Established sharp size estimates for large gradient sets.

Extended capacity theorems to higher-dimensional spaces.

Linked various capacities with singular kernels to non-linear potential capacities.

Abstract

There are many interesting problems about the electrostatic potential of finitely many charges. We consider one of them concerning the intensity of the field, in other words, about the magnitude of the gradient of this potential. We want to give a sharp estimate of the size of the set of points where this gradient is large. Of course we want the estimate to be sharp in number $N$ of charges. The size will be measured by the Hausdorff content with various gauge functions. Such a setting allows us to consider a wide class of measures (not necessarily with finitely many charges). The main technique will be Calder\'on-Zygmund capacities and nonhomogeneous Calder\'on-Zygmund operators.

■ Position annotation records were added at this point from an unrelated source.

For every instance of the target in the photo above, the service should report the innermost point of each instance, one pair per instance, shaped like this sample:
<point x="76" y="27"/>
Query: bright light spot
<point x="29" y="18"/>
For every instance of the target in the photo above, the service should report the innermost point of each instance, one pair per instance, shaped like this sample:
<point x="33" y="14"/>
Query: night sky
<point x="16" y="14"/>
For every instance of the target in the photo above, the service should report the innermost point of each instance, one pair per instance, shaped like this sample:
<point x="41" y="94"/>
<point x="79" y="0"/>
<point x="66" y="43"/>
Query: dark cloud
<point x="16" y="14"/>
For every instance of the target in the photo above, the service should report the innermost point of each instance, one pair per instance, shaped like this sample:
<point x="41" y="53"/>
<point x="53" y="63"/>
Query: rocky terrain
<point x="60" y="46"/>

Here we establish a relationship between various types of capacities with singular kernels (e. g. analytic capacity, lipschitz harmonic capacity, etc) and non-linear capacity from the theory of potential \'a la Adams, Hedberg, Havin, Maz'ya, Wolff. "Capacitary" part of the paper extends the theorem of Mateu, Prat and Verdera [J. reine und angew. Math., 578 (2005), 201--223]. "Size estimates" part of the paper extends the theorem of M. Anderson and V. Eiderman [Annals of Math., 163 (2005), 1057--1076]. The difficulty lies in the fact that we cannot use Menger's curvature anymore because we are working in spaces of dimension bigger than two.